As negotiations resume today in Vienna between Iran and the five permanent members of the UN Security Council plus Germany, the Atlantic Council’s Iran Task Force introduces two papers that outline options for unwinding US and European sanctions against Iran—a key element of any long-term agreement curbing Iran’s nuclear program.
“Easing US Sanctions on Iran,” by Kenneth Katzman of the Congressional Research Service, examines actions the United States could take to wind down sanctions imposed on the Islamic Republic beginning with the 1979 revolution and ratcheted up over the past decade as a means to deter the development of Iran’s nuclear program.
Among the possible steps outlined in the piece, Katzman highlights a key piece of legislation, the Iran Sanctions Act, set to expire as scheduled at the end of 2016. Katzman notes that allowing this act to sunset “would reopen Iran’s energy sector to unimpeded foreign investment and would enable Iran to begin expanding oil and gas production again after many years of stagnation.”
In a companion piece, “Easing EU Sanctions on Iran,” Cornelius Adebahr of the Carnegie Endowment for International Peace notes that European sanctions relief must be coordinated with the United States in order to ensure that European businesses can return to the Iranian market without fear of facing so-called secondary sanctions by US authorities.
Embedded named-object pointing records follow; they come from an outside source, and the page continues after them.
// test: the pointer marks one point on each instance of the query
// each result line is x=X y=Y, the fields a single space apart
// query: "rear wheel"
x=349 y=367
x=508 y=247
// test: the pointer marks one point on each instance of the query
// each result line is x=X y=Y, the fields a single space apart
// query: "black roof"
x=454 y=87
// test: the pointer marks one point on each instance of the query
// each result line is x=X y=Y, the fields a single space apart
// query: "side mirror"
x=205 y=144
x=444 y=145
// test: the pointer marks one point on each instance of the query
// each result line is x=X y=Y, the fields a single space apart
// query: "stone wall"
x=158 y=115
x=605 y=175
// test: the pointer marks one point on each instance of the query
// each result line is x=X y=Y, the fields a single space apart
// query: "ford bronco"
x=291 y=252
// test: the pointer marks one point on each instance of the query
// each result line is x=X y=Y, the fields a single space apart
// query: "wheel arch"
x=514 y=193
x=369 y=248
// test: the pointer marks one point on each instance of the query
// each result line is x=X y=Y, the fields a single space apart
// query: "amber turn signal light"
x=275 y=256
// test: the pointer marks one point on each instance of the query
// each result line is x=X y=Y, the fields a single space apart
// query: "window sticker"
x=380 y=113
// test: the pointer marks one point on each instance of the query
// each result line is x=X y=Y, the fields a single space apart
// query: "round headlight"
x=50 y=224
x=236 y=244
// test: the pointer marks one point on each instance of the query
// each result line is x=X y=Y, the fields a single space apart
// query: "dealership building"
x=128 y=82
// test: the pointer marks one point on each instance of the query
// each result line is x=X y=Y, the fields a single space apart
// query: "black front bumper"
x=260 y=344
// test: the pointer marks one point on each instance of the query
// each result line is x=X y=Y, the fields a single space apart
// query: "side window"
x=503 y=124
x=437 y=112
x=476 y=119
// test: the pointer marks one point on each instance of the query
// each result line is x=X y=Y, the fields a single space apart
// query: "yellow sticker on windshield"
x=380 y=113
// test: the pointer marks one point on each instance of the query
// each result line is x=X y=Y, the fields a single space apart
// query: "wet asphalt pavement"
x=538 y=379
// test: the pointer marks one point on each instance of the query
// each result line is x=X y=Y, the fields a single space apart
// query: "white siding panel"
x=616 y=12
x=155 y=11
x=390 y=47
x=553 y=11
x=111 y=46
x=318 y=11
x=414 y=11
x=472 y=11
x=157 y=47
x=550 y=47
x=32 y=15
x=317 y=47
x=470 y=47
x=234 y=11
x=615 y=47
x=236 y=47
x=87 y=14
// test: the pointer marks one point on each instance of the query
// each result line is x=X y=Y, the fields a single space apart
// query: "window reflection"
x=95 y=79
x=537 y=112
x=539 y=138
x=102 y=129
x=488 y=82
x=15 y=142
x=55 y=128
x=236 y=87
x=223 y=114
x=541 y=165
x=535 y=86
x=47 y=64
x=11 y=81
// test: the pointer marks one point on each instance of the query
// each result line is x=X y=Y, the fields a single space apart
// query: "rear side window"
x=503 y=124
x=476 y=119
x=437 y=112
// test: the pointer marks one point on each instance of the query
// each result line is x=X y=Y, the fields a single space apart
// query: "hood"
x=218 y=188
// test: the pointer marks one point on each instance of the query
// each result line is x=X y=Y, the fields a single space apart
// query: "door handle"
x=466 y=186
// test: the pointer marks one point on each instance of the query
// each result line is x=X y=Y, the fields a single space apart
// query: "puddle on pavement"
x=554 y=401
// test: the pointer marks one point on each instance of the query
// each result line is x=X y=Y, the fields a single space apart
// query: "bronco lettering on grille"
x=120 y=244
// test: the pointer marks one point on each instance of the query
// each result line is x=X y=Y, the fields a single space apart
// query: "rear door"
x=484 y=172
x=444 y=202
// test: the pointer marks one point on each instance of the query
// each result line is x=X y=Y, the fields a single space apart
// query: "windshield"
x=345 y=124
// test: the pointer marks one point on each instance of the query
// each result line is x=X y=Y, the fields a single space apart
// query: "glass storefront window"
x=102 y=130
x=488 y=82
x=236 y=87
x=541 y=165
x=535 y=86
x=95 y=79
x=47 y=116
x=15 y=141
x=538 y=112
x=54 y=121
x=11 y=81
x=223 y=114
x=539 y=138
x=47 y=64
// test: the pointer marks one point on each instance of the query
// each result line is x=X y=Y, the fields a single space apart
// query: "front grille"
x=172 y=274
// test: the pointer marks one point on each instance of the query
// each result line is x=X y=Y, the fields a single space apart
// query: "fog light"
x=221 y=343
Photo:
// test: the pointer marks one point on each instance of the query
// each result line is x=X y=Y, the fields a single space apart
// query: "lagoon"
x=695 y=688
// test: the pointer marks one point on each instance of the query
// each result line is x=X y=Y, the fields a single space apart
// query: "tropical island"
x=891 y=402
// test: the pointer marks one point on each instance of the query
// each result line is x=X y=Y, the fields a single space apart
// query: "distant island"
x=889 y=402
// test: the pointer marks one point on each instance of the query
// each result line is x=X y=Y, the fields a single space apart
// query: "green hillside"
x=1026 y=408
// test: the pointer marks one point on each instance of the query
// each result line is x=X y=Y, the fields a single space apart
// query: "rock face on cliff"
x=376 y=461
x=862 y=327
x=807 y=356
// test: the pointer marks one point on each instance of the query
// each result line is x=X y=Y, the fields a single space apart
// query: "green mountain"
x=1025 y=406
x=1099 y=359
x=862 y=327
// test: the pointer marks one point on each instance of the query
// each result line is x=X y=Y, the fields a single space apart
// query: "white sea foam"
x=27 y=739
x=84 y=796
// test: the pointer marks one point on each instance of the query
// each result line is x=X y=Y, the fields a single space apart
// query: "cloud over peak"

Adebahr suggests that sanctions relief focus on four areas identified by the Iranians as among their top priorities:
- Allowing foreign countries to import Iranian oil and gas freely;
- Unfreezing the estimated $100 billion in Iranian oil revenues currently frozen in foreign banks;
- Easing restrictions on financial transactions with Iran involving the civilian economy; and
- Delisting a number of Iranians currently on travel ban lists.